MatMarazzi ha scritto:
Intanto mi complimento moltissimo per la lettura del caso "Krauss".
...'sagerato.
Devo ricordarti chi mi ha aperto gli occhi tanti e tanti anni fa sulle vere ragioni del canto wagneriano, a me che ancora mi rimbesuivo con Flagstad e Melchior?
A pare le facezie, devo dire che riascoltare Clemens Krauss ci costringe ancora oggi a riflettere profondamente proprio su tutto ciò che sarebbe venuto dopo e che, adolescenti, accogliemmo come "rivoluzionario".
Rivoluzionario un piffero.
Rivoluzionario fu questo signore austriaco che, avendo a disposizione un cast pensato da altri per un direttore a lui completamente opposto come caratteristiche, si trovò a cambiare completamente le carte in tavola costringendo gli artisti a ragionare in modo differente.
Pensa a che Siegmund confezionò il grandissimo Vinay sotto le sollecitazioni di Krauss!
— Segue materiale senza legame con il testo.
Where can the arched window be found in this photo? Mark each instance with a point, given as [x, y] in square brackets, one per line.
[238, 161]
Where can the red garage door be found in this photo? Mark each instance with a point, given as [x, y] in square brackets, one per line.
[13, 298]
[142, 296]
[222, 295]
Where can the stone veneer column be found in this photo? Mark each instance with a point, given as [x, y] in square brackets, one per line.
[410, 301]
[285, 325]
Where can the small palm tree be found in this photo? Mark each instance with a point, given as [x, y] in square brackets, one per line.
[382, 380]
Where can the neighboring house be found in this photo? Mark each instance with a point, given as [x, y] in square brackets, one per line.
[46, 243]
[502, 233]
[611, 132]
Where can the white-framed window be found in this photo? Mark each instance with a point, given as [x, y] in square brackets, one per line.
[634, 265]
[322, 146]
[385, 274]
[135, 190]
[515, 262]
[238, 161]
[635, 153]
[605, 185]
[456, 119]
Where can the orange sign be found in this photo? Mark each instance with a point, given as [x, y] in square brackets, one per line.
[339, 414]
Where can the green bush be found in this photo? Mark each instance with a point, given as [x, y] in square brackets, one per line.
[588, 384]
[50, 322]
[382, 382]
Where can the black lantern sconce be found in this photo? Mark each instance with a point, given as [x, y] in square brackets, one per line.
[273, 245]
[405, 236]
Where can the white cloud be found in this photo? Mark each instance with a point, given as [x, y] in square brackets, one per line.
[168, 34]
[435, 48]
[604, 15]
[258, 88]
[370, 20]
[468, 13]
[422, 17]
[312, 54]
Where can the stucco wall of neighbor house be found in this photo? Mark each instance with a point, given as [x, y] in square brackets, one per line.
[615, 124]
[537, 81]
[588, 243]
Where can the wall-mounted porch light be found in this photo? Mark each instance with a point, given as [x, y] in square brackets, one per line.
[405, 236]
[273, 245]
Era questo, a regola, il direttore più adatto all'inquieta mobilità del suo fraseggio: se rifletti su che Tristan riesca a compitare con Karajan, ti rendi conto di quanto poco avrebbe reso con Knappertsbusch.
Mi stupisco invece un po' più della Modl che, a regola, aveva già vissuto (e proprio con Vinay!) la portata rivoluzionaria di un'impostazione direttoriale di rotura, l'anno precedente e proprio sul Colle, con il direttore che nel 1951 aveva preparato l'orchestra per il Parsifal di Knappertsbusch (il quale arrivò solo per la generale): e mi riferisco a Karajan, ovviamente.
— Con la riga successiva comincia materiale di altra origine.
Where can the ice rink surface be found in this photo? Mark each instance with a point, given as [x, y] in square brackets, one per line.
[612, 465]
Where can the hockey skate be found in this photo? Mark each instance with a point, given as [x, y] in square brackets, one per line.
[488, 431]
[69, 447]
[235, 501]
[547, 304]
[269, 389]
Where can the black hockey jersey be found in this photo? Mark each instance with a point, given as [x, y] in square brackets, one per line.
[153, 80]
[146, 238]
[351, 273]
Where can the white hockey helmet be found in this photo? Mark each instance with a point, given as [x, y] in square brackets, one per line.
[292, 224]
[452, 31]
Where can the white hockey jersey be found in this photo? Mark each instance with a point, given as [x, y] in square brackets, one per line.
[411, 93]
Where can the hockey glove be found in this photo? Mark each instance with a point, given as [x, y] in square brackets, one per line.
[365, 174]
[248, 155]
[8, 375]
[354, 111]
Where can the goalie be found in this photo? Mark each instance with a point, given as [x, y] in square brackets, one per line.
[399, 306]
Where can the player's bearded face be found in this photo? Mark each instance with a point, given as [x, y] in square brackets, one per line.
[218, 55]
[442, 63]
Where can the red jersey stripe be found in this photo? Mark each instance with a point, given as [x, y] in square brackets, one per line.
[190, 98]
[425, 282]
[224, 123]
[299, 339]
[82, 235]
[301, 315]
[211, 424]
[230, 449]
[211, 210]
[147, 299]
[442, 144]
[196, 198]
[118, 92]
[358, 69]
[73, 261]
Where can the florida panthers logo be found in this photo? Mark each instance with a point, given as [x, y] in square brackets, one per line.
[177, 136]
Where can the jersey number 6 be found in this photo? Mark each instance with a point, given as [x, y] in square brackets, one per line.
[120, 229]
Arrossisco dalla vergogna, come italiano, quando leggo i commenti di chi dimostra tuttora di non capire una trionfale ceppa di tutto ciò che riguarda il modo di eseguire Wagner maturato sul Colle; e mi consolo solo parzialmente perché questo problema di comprensione di base non è tipico solo ed esclusivamente di una sparuta minoranza di italiani ignoranti. Ricordo che sulla presentazione dei dischi dei Meistersinger diretti da Kubelik c'era scritto "For those who prefer their Wagner sunged rather than barkled", dando per scontato che Thomas Stewart, Franz Crass o Sandor Konya, anziché i declamatori che furono, fossero dei belcantisti adusi a Bellini... Beata ignoranza! E poi ci si meraviglia che l'indotto intorno all'opera lirica vada a puttane...
Chiedo scusa per la divagazione.
La tua osservazione sulla Modl, in realtà, apre proprio la porta a quelle considerazioni sul Tristan di un anno prima. Nel 1952, con Karajan, aveva accettato tutta la meravigliosa portata rivoluzionaria della destrutturazione operata dal direttore (anche lui austriaco, guarda caso); l'anno dopo, con Kraus, fa più fatica.
E' colpa del titolo?
E' maggiormente legata al ruolo che lei stessa si era ritagliata con Knappertsbusch?
E' colpa dell'impostazione registica?
Mah.
Quanto a London, merita un riascolto.
Il fraseggio con Krauss è estremamente mobile e variegato. Ho inserito apposta la scena del Graal in modo che chiunque se ne possa fare un'idea.